Review: King Kong
“That track could only be from the abominable snowman”
Says that three times fast, in the middle of an equatorial jungle. Yet another, big budget film with gigantic plot holes. The major movie producers must think the general population has about the same I.Q. as King Kong, they just keep pumping out the crap; and we keep eating it up.
I’m going to save the synopsis of the movie and just go into what bothered me about it. So here we go.
Why have so much background on the woman and the producer if they barely have any dialogue in the movie? Certainly, if they would have tried to explain where the producer got the idea to film on some secluded island (aptly named “Skull Island”, oh the irony) there might have been a purpose for the first hour of the movie.

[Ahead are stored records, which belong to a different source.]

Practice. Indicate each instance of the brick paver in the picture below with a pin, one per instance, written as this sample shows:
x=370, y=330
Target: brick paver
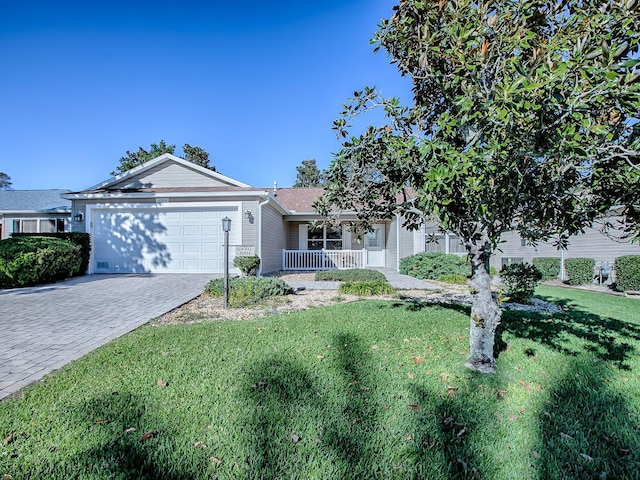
x=43, y=328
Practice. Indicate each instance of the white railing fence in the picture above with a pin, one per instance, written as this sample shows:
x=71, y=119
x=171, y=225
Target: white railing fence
x=323, y=259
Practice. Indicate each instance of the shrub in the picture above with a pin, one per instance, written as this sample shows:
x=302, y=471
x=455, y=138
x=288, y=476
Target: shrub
x=453, y=278
x=249, y=290
x=366, y=288
x=79, y=238
x=433, y=265
x=579, y=270
x=627, y=273
x=32, y=260
x=520, y=281
x=549, y=267
x=248, y=265
x=355, y=275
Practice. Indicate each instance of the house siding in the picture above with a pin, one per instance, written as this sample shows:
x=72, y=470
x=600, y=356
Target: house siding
x=592, y=244
x=168, y=174
x=274, y=239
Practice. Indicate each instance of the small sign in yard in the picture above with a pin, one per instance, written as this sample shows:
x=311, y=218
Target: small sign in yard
x=245, y=251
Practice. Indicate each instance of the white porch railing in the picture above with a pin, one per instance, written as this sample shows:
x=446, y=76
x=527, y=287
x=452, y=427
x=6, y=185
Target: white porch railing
x=323, y=259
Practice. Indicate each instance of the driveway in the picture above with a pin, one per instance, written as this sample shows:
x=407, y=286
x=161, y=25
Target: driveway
x=45, y=327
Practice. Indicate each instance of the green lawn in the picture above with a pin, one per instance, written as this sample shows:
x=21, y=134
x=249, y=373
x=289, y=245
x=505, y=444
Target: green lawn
x=370, y=389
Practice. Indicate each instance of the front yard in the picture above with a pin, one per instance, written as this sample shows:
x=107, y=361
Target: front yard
x=367, y=389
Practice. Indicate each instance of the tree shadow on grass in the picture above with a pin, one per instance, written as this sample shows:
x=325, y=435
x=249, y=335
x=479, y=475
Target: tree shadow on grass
x=572, y=333
x=125, y=437
x=338, y=419
x=587, y=431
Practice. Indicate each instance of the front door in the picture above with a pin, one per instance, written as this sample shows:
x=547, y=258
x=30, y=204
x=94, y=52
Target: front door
x=374, y=244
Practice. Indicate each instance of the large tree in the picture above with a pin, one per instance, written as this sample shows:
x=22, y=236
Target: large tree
x=131, y=160
x=309, y=175
x=522, y=119
x=5, y=181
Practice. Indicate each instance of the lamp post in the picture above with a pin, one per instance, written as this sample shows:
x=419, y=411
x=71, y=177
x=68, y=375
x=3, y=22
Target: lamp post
x=226, y=228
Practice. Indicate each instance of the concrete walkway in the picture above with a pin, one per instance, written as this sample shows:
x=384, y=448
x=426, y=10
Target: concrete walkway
x=43, y=328
x=402, y=282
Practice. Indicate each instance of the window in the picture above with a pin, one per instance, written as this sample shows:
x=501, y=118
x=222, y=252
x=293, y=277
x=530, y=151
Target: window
x=447, y=242
x=511, y=260
x=39, y=225
x=325, y=237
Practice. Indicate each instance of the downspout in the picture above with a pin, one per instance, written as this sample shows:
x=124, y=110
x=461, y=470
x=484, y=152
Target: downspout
x=398, y=229
x=260, y=205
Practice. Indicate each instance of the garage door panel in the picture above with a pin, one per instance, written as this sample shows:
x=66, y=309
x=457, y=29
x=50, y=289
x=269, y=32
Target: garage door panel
x=168, y=240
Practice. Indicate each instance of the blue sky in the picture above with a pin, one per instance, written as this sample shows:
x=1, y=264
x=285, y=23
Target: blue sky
x=257, y=84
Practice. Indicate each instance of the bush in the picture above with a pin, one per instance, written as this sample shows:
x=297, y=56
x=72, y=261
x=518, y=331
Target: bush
x=433, y=265
x=627, y=273
x=453, y=278
x=366, y=288
x=32, y=260
x=355, y=275
x=549, y=267
x=248, y=265
x=79, y=238
x=249, y=290
x=520, y=281
x=579, y=270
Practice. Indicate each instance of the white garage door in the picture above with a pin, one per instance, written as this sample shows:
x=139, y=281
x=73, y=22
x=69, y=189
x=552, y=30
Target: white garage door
x=160, y=240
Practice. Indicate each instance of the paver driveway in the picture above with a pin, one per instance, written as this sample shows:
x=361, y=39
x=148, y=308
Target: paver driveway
x=43, y=328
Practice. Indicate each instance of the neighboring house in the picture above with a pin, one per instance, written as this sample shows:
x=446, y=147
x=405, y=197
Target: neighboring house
x=34, y=211
x=593, y=243
x=166, y=216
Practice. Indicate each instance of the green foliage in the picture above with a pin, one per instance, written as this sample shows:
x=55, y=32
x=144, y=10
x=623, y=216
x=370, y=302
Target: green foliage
x=131, y=160
x=197, y=155
x=79, y=238
x=249, y=290
x=454, y=278
x=28, y=261
x=519, y=281
x=5, y=181
x=309, y=175
x=433, y=265
x=628, y=273
x=353, y=275
x=579, y=271
x=366, y=288
x=248, y=265
x=549, y=267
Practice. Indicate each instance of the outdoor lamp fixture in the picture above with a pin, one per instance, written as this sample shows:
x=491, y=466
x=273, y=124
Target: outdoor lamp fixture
x=226, y=228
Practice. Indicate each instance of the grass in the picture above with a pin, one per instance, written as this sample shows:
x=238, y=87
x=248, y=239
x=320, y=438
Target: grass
x=370, y=389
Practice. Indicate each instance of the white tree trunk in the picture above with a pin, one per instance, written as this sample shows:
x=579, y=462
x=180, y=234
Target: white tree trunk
x=485, y=312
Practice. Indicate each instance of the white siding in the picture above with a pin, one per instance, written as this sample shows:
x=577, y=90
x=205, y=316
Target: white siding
x=167, y=175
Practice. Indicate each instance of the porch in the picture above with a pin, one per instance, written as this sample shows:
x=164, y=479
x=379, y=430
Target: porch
x=323, y=259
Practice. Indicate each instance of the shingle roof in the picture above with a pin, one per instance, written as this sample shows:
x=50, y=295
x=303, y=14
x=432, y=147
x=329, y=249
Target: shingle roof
x=34, y=201
x=299, y=199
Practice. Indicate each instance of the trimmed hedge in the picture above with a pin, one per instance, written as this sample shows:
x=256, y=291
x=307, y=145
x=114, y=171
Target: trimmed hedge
x=32, y=260
x=549, y=267
x=354, y=275
x=249, y=290
x=579, y=271
x=366, y=288
x=433, y=265
x=628, y=273
x=79, y=238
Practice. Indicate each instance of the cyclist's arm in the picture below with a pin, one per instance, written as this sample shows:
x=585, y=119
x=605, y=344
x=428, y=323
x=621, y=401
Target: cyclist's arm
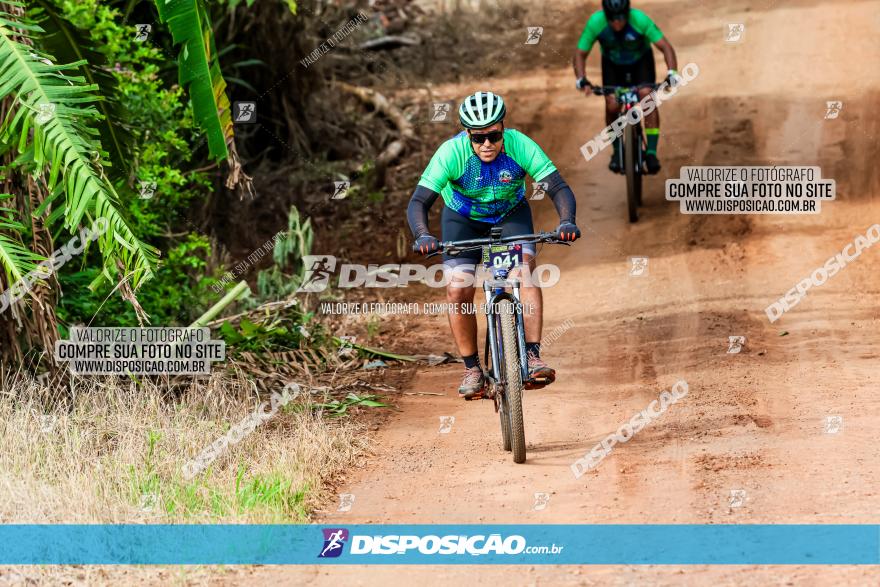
x=532, y=158
x=588, y=37
x=562, y=196
x=579, y=62
x=444, y=165
x=644, y=25
x=417, y=211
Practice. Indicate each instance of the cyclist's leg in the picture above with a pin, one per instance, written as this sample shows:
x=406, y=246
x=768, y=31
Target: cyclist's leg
x=460, y=295
x=645, y=74
x=611, y=76
x=519, y=221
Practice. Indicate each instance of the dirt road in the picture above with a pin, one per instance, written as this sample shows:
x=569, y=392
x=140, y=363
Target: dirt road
x=754, y=422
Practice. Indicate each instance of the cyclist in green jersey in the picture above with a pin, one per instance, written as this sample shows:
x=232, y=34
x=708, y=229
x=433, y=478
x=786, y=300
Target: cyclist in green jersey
x=625, y=35
x=480, y=173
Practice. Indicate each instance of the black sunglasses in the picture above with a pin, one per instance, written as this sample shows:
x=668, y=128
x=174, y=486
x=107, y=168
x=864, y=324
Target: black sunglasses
x=494, y=137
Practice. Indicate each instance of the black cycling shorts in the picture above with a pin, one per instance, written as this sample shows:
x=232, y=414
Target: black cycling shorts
x=456, y=227
x=640, y=72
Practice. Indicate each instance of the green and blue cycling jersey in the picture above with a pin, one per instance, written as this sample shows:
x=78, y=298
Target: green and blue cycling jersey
x=625, y=47
x=485, y=191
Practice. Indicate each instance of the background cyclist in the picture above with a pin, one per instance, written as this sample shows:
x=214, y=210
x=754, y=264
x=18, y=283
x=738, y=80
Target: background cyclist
x=481, y=174
x=625, y=35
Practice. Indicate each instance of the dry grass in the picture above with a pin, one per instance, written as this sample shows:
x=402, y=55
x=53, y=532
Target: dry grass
x=114, y=454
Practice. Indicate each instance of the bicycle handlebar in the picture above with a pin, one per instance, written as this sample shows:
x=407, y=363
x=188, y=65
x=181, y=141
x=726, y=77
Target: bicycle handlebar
x=606, y=90
x=453, y=248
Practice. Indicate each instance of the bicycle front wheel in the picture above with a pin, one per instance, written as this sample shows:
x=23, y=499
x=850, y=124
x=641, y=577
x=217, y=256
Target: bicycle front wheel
x=633, y=177
x=511, y=401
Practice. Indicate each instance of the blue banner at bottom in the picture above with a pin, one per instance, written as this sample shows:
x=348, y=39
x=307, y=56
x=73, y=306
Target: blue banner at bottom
x=441, y=544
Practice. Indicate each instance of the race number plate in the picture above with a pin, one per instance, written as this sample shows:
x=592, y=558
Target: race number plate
x=498, y=256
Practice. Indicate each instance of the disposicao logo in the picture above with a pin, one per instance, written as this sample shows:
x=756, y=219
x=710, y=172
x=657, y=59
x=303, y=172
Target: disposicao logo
x=334, y=541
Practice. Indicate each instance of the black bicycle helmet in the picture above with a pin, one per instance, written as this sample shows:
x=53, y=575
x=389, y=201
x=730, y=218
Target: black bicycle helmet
x=615, y=9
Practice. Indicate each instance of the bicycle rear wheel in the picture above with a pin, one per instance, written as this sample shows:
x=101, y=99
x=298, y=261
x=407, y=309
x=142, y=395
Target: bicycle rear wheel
x=511, y=400
x=633, y=177
x=639, y=164
x=498, y=398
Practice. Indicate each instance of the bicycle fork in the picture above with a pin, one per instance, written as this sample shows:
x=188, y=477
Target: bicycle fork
x=493, y=293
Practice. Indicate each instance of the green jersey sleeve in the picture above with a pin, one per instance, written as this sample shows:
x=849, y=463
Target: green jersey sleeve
x=527, y=154
x=595, y=24
x=644, y=25
x=446, y=165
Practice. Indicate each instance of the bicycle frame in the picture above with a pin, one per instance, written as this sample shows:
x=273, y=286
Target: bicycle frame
x=495, y=291
x=627, y=98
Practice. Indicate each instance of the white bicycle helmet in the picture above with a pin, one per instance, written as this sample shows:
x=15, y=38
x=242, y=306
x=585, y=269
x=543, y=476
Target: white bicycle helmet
x=481, y=110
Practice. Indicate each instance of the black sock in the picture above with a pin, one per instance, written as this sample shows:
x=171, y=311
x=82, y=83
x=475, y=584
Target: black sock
x=472, y=361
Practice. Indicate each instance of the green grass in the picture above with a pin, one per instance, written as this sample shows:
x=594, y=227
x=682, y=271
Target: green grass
x=270, y=498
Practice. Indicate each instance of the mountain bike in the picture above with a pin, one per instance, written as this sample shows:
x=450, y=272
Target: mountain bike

This film displayed something to me about violence in movies that truly irks me. In a movie, someone is shot twice and they still somehow manage to be the hero. In real life, if you get shot, you will most likely die, if not immediately, then at least shortly thereafter. In a movie, you can be punched, kicked, beaten, and spit on and you still get up and kick the other guy or girl’s ass. In real life, if you get punched in the face, once, you will most likely be on the floor trying to hold your face intact if you’re still conscious.
In this movie, King Kong, is shot at least one-thousand times before the second hour is complete. Let’s talk realism here. A bullet can go through someone. In one side, out the other and still leave a nasty mark or hole in the wall. I’m 6’ tall; my skin is maximum 1/4” thick. Let’s use that as a ratio. 72” high: 0.25” thick. From the movie’s claims, King Kong is about 25ft tall. After some basic math we come up with 300” high: 1” thick. So, a bullet has to go through 1” of skin to harm our big buddy. Not exactly a feat if you consider the power in a gun. Which, if your only experience was the movies, you’d never know. After 1k, direct hits before the 2.5 hour marker, it’s a wonder he didn’t die from loss of blood.
Let’s add in some of the island realism. Mr. Kong doesn’t fight off one Tyrannosaurus Rex, but three! Wow, three gigantic meat eating predators all in a matter of yards from each other they must get hungry from eating each other’s food supply all the time. You know, an island that size can really support all that. Get this; they would rather eat the girl than chomp on yummy and potentially much more nourishing Mr. Kong.
I’m not going to talk about what some might call a dialogue between the girl and Mr. Kong or how many times the planes circled before his hairy ass fell off the building. I liked the movie for the special effects, but I was disappointed by the realism in the storyline.